Real-world anchor — US DoD Directive 3000.09 on autonomy in weapon systems

The US Department of Defense Directive 3000.09 on “Autonomy in Weapon Systems” (updated 2023) is a public policy reference for the definitions of human-in-the-loop, human-on-the-loop, and human-out-of-the-loop in one of the most consequential application domains. The directive’s insistence on meaningful human control — not just a human somewhere in the process — is the reference architects should invoke when specifying oversight for high-risk agentic systems outside defense. Source: dodd.defense.gov.

Real-world anchor — EU AI Act Article 14 and AI Office guidance

The EU AI Act text (Regulation 2024/1689) and the European Commission AI Office’s Article 14 guidance (published iteratively 2024–2025) are the authoritative reference for the architectural obligations in EU deployments. Architects should track the AI Office guidance because it clarifies what counts as “meaningful” oversight — reviewer expertise, training, authority to override, avoidance of automation bias. The guidance is the most likely source of near-term regulatory nuance between now and Phase 2 publication. Source: ec.europa.eu/commission/ai-office.
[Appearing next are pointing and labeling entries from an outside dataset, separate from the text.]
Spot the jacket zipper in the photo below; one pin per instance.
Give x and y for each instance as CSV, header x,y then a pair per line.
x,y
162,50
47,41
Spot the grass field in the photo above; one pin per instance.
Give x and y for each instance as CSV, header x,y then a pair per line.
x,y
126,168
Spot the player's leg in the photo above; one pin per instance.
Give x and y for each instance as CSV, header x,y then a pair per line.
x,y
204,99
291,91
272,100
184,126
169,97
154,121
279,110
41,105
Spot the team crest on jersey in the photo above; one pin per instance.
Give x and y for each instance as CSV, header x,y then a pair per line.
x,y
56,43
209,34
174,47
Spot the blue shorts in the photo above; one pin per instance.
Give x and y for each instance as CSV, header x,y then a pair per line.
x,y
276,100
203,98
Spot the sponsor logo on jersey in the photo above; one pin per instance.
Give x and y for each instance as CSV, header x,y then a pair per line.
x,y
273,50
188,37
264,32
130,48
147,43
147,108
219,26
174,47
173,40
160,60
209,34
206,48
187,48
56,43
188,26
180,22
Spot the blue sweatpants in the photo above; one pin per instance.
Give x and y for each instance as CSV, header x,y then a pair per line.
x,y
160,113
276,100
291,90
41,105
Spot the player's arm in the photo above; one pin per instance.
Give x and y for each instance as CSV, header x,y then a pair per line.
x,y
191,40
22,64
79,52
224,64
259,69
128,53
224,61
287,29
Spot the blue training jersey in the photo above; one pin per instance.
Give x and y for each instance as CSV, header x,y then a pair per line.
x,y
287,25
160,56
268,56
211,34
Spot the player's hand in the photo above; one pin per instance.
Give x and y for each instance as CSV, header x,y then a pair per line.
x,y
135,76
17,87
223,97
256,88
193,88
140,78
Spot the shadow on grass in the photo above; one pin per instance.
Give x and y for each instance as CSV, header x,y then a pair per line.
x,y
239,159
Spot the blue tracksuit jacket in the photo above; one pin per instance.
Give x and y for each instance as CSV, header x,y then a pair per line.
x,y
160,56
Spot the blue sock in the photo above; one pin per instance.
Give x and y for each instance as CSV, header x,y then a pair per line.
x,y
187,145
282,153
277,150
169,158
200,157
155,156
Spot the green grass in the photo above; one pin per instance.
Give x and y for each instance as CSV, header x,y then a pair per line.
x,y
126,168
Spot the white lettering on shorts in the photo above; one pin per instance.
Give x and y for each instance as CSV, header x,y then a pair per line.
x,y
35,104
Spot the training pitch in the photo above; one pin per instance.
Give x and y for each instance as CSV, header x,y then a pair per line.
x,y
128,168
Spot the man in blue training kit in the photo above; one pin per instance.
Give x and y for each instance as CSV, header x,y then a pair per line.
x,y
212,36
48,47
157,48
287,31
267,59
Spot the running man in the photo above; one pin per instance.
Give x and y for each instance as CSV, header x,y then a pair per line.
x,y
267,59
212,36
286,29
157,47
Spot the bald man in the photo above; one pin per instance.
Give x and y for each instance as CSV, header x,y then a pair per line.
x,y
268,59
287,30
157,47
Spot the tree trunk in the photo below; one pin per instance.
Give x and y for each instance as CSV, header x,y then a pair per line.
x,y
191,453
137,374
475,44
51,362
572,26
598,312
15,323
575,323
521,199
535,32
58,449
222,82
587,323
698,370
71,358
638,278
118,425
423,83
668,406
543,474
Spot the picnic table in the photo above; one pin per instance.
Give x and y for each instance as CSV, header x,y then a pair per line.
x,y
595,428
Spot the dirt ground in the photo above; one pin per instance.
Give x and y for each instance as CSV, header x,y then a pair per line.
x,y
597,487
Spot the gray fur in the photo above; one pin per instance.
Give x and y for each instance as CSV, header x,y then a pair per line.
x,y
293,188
Real-world anchor — Morgan Stanley wealth-management assistant

Morgan Stanley’s publicly disclosed wealth-management assistant deployment illustrates an HOTL-leaning design: the agent drafts responses, the financial advisor reviews before sending, and the advisor’s edits and rejections feed back into the evaluation pipeline. The architectural shape — agent proposes, human disposes, feedback loop closes — is the pattern most enterprise deployments can reach. The lesson is that HITL is not a scaling ceiling; it is a design pattern that, done well, enables the agent to scale the advisor’s capacity rather than replacing the advisor’s judgment.

Closing

Three patterns, five Article 14(4) sub-clauses, five failure modes. Oversight design is not an afterthought — it is the architectural commitment that a partially autonomous system remains answerable to humans. Article 11 now takes up the framework comparison that the preceding articles have implicitly drawn on.

Learning outcomes check

Explain three oversight patterns (HITL, HOTL, HOOTL) with their architectural requirements.
Classify six example systems by required pattern, using autonomy level and action class.
Evaluate an oversight design against EU AI Act Article 14(4)(a)–(e) and identify any sub-clause not adequately addressed.
Design an oversight spec for a given use case including gate placement, reviewer queue design, and failure-mode mitigations.

Cross-reference map

Core Stream: EATF-Level-1/M1.4-Art13-Human-Oversight-of-Agentic-Systems.md; EATL-Level-4/M4.5-Art13-Article-14-Implementation-Guide.md.
Sibling credential: AITM-AAG Article 9 (governance-facing oversight design).
Forward reference: Articles 17 (evaluation of oversight effectiveness), 23 (EU AI Act), 30–32 (sector patterns).